Re: [patch 3/4] slab reclaim balancing

Manfred Spraul (manfred@colorfullife.com)
Thu, 26 Sep 2002 20:47:49 +0200


Andrew Morton wrote:
>
> (What Ed said - we do hang onto one page. And I _have_ measured
> cost in kmem_cache_shrink...)
>
I totally agree about kmem_cache_shrink - it's total abuse that
fs/dcache.c calls it regularly. It was intended to be called before
module unload, or during ifdown, etc.
On NUMA, it's probably worse, because it does an IPI to all cpus.
dcache.c should not call kmem_cache_shrink, and kmem_cache_reap should
be improved.

> Before:
> Elapsed: 20.18s User: 192.914s System: 48.292s CPU: 1195.6%
>
> After:
> Elapsed: 19.798s User: 191.61s System: 43.322s CPU: 1186.4%
>
> That's for a kernel compile.
>
UP or SMP?
And was that the complete patch, or just the modification to slab.c?

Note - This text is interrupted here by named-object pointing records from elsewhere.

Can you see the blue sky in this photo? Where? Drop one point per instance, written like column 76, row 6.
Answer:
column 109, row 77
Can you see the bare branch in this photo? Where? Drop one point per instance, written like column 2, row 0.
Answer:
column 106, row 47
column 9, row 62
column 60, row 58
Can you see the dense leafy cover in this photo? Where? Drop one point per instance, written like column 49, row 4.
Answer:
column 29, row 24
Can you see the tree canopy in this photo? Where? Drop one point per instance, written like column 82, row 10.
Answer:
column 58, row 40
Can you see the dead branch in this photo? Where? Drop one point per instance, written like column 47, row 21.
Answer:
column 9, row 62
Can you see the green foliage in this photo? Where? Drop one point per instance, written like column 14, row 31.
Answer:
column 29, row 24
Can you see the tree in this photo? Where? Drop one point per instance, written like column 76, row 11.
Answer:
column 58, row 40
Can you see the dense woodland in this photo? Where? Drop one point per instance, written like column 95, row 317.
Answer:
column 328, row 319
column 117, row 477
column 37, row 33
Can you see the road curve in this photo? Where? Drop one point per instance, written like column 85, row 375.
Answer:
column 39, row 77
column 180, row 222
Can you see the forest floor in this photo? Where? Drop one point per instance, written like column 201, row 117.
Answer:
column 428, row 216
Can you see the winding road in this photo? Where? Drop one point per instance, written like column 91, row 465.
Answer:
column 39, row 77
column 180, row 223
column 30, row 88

I've made a microbenchmark of kmem_cache_alloc/free of 4 kb objects, on
UP, AMD Duron:
1 object 4 objects
cur 145 cycles 662 cycles
patched 133 cycles 2733 cycles

Summary:
* for one object, the patch is a slight performance improvement. The
reason is that the fallback from partial to free list in
kmem_cache_alloc_one is avoided.
* the overhead of kmem_cache_grow/shrink is around 500 cycles, nearly a
slowdown of factor 4. The cache had no constructor/destructor.
* everything cache hot state. [100 runs in a loop, loop overhead
substracted. 98 or 99 runs completed in the given time, except for
patched-4obj, where 24 runs completed in 2735 cycles, 72 in 2733 cycles]

For SMP and slabs that are per-cpu cached, the change could be right,
because the arrays should absorb bursts. But I do not think that the
change is the right approach for UP.